“New Museum Opens at BYU,” Ensign, Oct. 1993, 80
Brigham Young University’s new Museum of Art opens to the public this month, October 18. The graceful red granite building is a much-needed facility and a dream come true.
“BYU has an extensive collection of museum-quality art that includes etchings by Rembrandt, paintings by J. Alden Weir, jade from the Ming Dynasty, sculptures by Mahonri Young, and some sterling examples from many respected artists,” explained James Mason, the museum’s first director. “While many pieces have been widely loaned, they have rarely been displayed on campus, because BYU has not had an adequate exhibit facility. In addition, many artworks have not been seen by the general public in more than half a century.”
The new 100,000-square-foot building, comprising three levels plus a mezzanine, provides ample space for displays, shows, and exhibits. The largest museum between Denver and San Francisco, BYU’s Museum of Art includes 700- to 4,000-square-foot galleries. In addition, the museum houses an educational center, which includes an electronic classroom and a children’s hands-on activity area. There are also cataloging and record-keeping areas, a conservation lab, photography lab, restaurant, gift shop, and exhibition design space. BYU’s art pieces not on display or loan will be kept in an extensive storage area.
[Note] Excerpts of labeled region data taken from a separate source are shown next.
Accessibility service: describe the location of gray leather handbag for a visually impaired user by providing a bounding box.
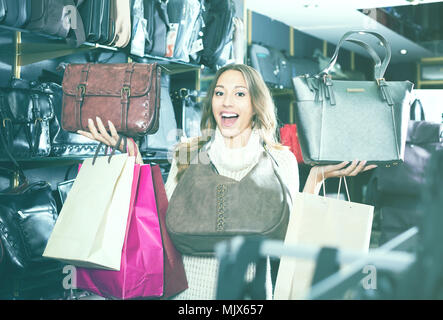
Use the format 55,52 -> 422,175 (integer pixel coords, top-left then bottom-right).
166,147 -> 292,256
293,31 -> 413,165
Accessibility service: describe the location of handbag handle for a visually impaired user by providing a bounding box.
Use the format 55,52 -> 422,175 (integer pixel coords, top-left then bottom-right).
320,30 -> 391,80
409,98 -> 425,120
316,167 -> 351,202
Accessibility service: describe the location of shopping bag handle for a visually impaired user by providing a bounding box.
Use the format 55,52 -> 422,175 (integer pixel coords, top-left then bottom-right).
92,135 -> 138,165
316,167 -> 351,202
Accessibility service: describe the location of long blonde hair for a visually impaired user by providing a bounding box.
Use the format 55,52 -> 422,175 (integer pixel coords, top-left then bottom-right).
174,64 -> 285,180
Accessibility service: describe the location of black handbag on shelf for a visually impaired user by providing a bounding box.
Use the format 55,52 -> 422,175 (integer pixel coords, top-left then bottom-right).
0,81 -> 54,159
0,131 -> 58,275
24,0 -> 85,47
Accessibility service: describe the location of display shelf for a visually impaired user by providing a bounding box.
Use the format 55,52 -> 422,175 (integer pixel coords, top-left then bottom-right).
0,25 -> 204,74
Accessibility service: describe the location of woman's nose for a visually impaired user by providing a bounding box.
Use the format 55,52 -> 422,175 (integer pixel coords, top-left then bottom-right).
223,93 -> 233,107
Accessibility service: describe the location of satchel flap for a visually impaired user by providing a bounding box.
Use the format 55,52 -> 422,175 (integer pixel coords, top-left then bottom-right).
3,89 -> 54,123
406,120 -> 443,144
62,63 -> 157,97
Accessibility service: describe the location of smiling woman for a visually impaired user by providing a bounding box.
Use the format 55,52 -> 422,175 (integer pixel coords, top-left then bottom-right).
80,64 -> 374,300
212,70 -> 255,148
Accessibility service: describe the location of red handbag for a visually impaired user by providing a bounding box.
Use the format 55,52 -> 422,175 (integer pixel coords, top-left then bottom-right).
151,165 -> 188,299
280,124 -> 304,163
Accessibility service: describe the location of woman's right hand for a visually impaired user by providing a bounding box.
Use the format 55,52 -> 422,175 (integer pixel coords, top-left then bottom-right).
77,117 -> 143,164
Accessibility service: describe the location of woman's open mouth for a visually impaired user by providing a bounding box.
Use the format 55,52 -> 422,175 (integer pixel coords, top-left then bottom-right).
220,112 -> 239,127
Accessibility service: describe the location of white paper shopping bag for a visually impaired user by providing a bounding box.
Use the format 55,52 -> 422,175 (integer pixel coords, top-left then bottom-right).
274,185 -> 374,300
43,154 -> 135,270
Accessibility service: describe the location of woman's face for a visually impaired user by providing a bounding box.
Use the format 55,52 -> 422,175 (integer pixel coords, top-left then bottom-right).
212,70 -> 254,146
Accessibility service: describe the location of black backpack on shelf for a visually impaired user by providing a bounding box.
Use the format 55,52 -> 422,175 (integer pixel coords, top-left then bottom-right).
199,0 -> 235,69
0,0 -> 31,28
Although normally there is no admission fee to get into the museum, special exhibits must be “self-sustaining,” explained Brother Mason. The museum’s opening show, “The Etruscans, Legacy of a Lost Civilization,” is one of those exhibits, and a fee will be charged.
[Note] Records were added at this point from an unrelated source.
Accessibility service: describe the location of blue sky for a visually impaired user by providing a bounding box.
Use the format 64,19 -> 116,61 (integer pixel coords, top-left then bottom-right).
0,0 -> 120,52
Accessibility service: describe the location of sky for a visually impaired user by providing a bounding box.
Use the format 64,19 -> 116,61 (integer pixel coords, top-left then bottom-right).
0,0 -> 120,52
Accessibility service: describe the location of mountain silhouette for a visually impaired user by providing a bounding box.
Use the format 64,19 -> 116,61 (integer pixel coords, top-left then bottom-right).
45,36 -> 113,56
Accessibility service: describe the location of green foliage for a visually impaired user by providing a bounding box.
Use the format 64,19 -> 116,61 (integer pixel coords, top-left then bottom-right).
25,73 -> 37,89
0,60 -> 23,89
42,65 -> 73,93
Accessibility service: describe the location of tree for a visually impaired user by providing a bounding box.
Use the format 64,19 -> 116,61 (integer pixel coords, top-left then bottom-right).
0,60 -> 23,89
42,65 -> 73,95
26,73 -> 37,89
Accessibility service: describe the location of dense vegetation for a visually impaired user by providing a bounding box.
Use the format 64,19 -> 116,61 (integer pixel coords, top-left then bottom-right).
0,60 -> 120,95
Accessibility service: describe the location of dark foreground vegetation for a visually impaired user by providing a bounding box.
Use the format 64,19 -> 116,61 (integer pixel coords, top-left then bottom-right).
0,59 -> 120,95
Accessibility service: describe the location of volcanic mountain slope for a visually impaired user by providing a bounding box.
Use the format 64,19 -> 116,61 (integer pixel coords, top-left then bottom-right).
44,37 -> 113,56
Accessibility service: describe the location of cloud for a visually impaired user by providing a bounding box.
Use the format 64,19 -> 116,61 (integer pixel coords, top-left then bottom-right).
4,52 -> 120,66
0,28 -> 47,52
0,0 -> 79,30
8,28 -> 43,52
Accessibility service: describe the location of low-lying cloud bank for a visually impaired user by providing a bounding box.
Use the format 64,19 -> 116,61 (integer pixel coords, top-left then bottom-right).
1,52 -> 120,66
When the Etruscan show closes, the museum will feature some exhibits and displays from its own art collection, including “Rembrandt Drawings,” “150 Years of American Art,” “Great Civilizations of Asia,” and “Utah Print Makers.”
“We are preparing for an exhibit from the Metropolitan Museum for next year as well as several international-quality shows,” Brother Mason noted. “It’s the beginning of a new era in the arts in the region.”